Being a domain name broker seems like it could be lucrative, and for the best domain brokers, it is a great job. Domain brokers represent domain name owners who are trying to sell their valuable domain names and they make a commission on successful sales. Aside from their time and marketing expenses, brokers rarely have a financial stake in the domain names they are selling, but the potential reward on a large sale may be considerable.
I am not a domain broker, and I want to share the three primary reasons why I am not interested in becoming a broker or working with other domain owners to sell their domain names.
There are many possible ways for a deal to go bad, and I have no interest in exposing my company to any additional legal risk. If a prospect takes legal action (UDRP or Lanham Act lawsuit) after the broker makes contact, the seller may sue the broker. If the seller decides against selling the domain name after a deal is consummated, the buyer may include the broker in a lawsuit.
There are many reasons someone can be sued, and I have no interest in exposing my company to this risk. Keep in mind that there are ways to mitigate this risk via contractual means, but there is always a risk of litigation.

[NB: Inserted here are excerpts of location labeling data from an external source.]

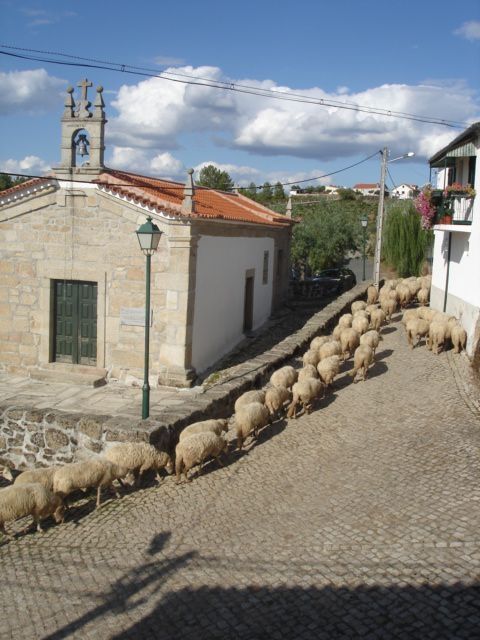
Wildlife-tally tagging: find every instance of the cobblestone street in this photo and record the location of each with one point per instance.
(361, 519)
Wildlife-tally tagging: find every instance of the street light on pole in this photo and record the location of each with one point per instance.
(364, 223)
(148, 235)
(378, 242)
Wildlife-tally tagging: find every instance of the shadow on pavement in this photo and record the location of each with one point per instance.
(260, 612)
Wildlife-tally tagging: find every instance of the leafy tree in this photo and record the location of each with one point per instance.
(214, 178)
(405, 242)
(326, 233)
(278, 192)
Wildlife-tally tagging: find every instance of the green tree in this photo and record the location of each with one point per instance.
(278, 192)
(214, 178)
(405, 242)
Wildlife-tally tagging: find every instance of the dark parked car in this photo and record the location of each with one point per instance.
(329, 282)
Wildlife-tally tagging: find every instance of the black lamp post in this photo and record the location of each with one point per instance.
(148, 235)
(364, 222)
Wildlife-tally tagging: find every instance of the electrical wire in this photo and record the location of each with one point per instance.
(228, 86)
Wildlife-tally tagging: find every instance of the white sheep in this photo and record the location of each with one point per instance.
(360, 324)
(255, 395)
(249, 419)
(196, 450)
(349, 341)
(284, 377)
(345, 320)
(29, 499)
(275, 399)
(332, 348)
(459, 338)
(372, 295)
(388, 306)
(328, 369)
(138, 458)
(317, 342)
(362, 359)
(377, 319)
(423, 296)
(372, 338)
(358, 305)
(97, 472)
(305, 393)
(436, 336)
(309, 371)
(43, 476)
(217, 426)
(312, 356)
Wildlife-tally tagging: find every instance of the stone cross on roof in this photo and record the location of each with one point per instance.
(82, 108)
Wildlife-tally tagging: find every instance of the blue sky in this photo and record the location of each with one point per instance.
(415, 57)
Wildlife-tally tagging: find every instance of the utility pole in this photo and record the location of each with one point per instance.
(378, 240)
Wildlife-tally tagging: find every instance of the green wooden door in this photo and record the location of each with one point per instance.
(75, 310)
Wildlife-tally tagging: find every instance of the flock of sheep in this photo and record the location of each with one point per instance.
(43, 492)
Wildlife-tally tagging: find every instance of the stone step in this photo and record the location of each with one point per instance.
(70, 374)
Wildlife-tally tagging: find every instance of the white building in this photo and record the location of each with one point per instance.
(456, 257)
(404, 191)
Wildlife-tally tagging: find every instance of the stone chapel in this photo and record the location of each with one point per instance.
(72, 284)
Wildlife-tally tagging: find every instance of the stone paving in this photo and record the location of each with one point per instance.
(360, 520)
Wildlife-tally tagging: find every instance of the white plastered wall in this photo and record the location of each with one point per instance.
(222, 263)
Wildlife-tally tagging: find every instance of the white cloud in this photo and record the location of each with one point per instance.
(154, 114)
(29, 91)
(469, 30)
(30, 164)
(162, 165)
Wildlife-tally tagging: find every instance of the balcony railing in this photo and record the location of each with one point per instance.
(454, 208)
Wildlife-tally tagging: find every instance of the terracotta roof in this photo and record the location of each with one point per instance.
(209, 203)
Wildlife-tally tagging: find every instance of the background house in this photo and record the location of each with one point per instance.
(456, 254)
(73, 277)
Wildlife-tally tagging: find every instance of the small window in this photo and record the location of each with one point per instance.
(265, 267)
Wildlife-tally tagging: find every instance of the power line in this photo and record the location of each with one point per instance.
(227, 86)
(141, 181)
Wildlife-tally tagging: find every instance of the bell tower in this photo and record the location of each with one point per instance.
(83, 134)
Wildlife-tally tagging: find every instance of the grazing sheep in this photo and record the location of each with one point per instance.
(97, 472)
(29, 499)
(317, 342)
(43, 476)
(275, 399)
(345, 320)
(372, 294)
(139, 457)
(217, 426)
(349, 341)
(256, 395)
(249, 419)
(357, 306)
(336, 333)
(360, 324)
(436, 336)
(309, 371)
(196, 449)
(311, 357)
(328, 369)
(423, 296)
(284, 377)
(388, 306)
(331, 348)
(305, 393)
(362, 359)
(377, 319)
(416, 328)
(459, 338)
(372, 338)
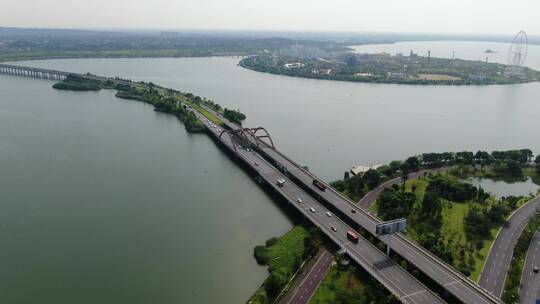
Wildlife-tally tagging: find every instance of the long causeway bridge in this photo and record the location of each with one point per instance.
(254, 149)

When I left my corporate marketing job nearly 7 years ago, I was happy that I would not have to work for someone else. I am self-motivated, and I enjoy being able to make my own business decisions and plans. When brokering a domain name, the broker can be at someone else’s behest. Should the owner decide not to sell a domain name after the broker works on selling the asset, it can be difficult for the broker to force the seller to sell. I wouldn’t want to do a good job and potentially lose the listing because a domain owner decides not to sell.
A broker may be able to encourage someone to sell a domain name at a fair offer price, but the decision is someone else’s to make. I don’t want my income to be determined by someone else.
Many brokers give status reports to domain owners to let them know how the sale process is going. I don’t want to have to report to someone else or have someone checking in on me. It’s a luxury to be able to make my own schedule and basically do as I please, and I don’t want to change that.
Although I don’t have a huge domain name portfolio, I have several hundred domain names at any given time. I have been doing less end user outreach this year due to some larger sales and the desire to await inbound inquiries. If I were to spend time trying to sell domain names, I should spend my time selling my own company’s domain names. It wouldn’t make sense for me to spend time selling someone else’s domain names when I have my own to sell.
In addition, selling domain names takes quite a bit of time. I have a blog to write and other websites that can use improvements and additions. Instead of spending my time working on brokering names, I should spend it on my own business.